Born in Portland, Ore., in 1917, Harrison grew up in the culturally diverse San Francisco Bay Area. There he was influenced by Cantonese opera, Gregorian chants and the music of California's Spanish and Mexican cultures. Harrison also developed an interest in Indonesian Gamelan music through early recordings.
As a young man, Harrison worked as a dancer and a dance accompanist. His early compositions included a large body of percussion music, combining Western, Asian, African and Latin American rhythmic influences with homemade 'junk' instruments. During this period, Harrison worked closely with Cage and began studies in Los Angeles with Arnold Schoenberg.
A move to New York in the 1940s brought Lou Harrison to the Herald Tribune as music critic. Here he helped to bring attention to the music of Charles Ives, then virtually unknown and today acknowledged as one of America's most significant composers.

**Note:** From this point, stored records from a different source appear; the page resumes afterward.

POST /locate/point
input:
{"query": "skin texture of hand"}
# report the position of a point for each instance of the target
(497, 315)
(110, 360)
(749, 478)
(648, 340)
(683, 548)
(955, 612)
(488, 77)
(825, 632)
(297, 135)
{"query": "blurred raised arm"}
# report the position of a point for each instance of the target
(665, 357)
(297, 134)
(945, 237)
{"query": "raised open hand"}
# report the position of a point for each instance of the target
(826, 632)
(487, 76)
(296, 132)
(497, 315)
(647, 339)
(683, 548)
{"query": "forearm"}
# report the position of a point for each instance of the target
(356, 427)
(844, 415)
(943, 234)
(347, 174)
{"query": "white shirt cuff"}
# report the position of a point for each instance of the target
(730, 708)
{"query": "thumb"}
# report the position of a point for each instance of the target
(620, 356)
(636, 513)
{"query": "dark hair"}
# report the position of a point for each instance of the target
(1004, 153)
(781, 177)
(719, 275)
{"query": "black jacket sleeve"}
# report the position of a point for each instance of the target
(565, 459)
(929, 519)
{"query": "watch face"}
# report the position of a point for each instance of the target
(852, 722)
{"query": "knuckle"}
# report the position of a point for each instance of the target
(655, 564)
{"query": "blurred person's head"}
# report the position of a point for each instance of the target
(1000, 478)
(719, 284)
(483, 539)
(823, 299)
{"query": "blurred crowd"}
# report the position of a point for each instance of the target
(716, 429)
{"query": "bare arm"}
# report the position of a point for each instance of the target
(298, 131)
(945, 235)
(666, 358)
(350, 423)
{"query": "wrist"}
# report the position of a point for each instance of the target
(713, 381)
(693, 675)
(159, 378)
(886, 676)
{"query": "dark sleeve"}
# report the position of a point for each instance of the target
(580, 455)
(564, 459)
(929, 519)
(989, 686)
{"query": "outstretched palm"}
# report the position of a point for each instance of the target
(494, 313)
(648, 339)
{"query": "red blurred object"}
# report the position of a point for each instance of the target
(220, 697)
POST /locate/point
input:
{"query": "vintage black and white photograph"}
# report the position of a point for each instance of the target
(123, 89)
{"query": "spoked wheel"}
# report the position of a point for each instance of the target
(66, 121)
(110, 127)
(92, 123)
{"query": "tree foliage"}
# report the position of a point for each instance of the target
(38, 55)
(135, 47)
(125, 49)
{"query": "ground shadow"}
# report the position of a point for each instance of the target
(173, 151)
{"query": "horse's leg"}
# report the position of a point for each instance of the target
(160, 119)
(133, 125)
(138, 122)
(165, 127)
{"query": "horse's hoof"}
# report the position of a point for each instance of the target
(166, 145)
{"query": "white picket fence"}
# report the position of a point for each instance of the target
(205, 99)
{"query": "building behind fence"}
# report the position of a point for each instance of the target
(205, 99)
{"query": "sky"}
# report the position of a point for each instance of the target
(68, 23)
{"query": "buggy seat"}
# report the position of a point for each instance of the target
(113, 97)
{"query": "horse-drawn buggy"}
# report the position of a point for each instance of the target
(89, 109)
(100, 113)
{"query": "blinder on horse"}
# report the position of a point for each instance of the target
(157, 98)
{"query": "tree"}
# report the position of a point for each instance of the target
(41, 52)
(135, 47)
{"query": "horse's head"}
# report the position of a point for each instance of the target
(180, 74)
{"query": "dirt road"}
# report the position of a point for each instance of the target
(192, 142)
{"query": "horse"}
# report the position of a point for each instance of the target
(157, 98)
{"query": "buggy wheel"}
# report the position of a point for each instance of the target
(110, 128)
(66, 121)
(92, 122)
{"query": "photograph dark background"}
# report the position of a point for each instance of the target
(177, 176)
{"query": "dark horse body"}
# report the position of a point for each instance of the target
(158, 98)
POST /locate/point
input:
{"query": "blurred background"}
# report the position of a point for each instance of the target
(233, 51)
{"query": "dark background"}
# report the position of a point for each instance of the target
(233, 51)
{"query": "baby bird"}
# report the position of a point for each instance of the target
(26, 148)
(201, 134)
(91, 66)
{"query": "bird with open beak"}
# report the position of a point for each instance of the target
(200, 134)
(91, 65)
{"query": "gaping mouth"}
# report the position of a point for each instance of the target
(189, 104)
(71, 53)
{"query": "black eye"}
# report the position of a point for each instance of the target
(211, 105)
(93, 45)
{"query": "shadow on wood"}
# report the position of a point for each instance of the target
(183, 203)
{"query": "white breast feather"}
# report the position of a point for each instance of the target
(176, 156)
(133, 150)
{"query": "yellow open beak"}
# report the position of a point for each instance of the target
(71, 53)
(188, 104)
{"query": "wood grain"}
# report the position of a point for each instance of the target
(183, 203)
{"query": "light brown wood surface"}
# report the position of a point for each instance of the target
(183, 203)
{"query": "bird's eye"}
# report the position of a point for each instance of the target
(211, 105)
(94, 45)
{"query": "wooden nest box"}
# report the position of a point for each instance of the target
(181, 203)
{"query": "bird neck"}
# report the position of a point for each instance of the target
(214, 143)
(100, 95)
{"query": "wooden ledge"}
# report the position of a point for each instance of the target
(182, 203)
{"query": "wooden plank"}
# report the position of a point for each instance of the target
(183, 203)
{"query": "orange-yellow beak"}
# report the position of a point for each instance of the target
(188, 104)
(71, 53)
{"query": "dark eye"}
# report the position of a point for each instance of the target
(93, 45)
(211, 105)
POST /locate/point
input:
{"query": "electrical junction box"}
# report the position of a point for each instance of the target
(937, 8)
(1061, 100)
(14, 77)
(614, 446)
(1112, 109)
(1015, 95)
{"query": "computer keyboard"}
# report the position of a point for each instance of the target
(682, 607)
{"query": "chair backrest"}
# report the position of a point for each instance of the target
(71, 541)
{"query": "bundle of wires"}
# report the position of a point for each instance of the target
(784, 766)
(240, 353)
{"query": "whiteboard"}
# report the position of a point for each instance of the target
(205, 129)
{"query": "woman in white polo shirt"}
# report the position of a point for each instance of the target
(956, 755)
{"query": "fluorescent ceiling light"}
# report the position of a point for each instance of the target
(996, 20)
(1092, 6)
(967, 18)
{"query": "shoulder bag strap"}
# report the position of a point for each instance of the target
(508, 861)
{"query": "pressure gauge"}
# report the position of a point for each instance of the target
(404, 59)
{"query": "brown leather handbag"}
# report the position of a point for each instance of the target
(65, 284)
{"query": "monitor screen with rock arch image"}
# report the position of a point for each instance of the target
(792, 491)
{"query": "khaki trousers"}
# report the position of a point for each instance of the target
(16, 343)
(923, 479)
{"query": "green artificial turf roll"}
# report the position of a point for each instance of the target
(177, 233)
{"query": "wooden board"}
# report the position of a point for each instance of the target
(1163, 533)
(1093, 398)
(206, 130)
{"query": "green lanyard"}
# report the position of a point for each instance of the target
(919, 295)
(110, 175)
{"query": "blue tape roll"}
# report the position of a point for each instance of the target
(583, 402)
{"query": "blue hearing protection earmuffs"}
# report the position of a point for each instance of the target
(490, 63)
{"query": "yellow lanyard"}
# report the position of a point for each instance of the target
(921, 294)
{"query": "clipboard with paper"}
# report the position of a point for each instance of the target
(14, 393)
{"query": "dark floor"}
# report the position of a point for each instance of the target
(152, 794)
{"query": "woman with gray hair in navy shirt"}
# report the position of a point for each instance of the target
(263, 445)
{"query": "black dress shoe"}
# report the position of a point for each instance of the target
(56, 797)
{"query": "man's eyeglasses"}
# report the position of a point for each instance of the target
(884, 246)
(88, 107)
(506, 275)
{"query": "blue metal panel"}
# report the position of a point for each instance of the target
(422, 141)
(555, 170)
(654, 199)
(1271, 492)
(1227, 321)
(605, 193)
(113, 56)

Harrison also embarked on a study of early European music during this period. By the early 1950s he had moved back to California, where he lived for the rest of his life.
Harrison's most significant contributions to the contemporary musical scene were his interest in Asian music, and particularly the Indonesian gamelan, and his promotion through compositions and performances of music for percussion alone. Harrison died suddenly in the evening of Feb. 2, 2003, while traveling on California Zephyr from the West Coast to Chicago, en route to a festival in his honor at the Ohio State University.
An extensive archive of information on Harrison and his music has been maintained on the web by San Jose State University, at http://www.music.sjsu.edu/links/harrison/ .
One of the most active performing groups at the UI School of Music, the Percussion Ensemble presents concerts and educational programs on campus and across Iowa. Each year the group performs for hundreds of Iowa school children through the UI Arts Share program.
An internationally known percussionist, composer and teacher, Moore has experience from concert to marching percussion, and from jazz to classical styles. Performing all aspects of percussion, including keyboard percussion, drum set, ethnic and multi-percussion, he is considered a "total percussionist."
In 1998 Moore received a grant from the UI Central Investment Fund for Research Excellence to produce a CD of his arrangements of the Percussion Pops music of legendary percussionist Dick Schory, a pioneer of the contemporary percussion ensemble. "Percussion Pops 2000 presents Jungle Fever: The Music of Dick Schory" was recorded by the UI Recording Studios and released in 1999.
Moore joined the UI music faculty in 1996. Only the second full-time professor of percussion at the UI, he succeeded Thomas L. Davis, who taught percussion at the UI for more than 35 years. He is a performing artist for the Yamaha Corporation of America, Sabian Ltd., and Innovative Percussion. He has written for Jazz Player, Sticks and Mallets and Percussive Notes magazines.
Prior to coming to the UI, Moore taught percussion at Montana State University and completed work for a doctorate in percussion at the University of Kentucky.
The School of Music is part of the Division of Performing Arts in the UI College of Liberal Arts and Sciences.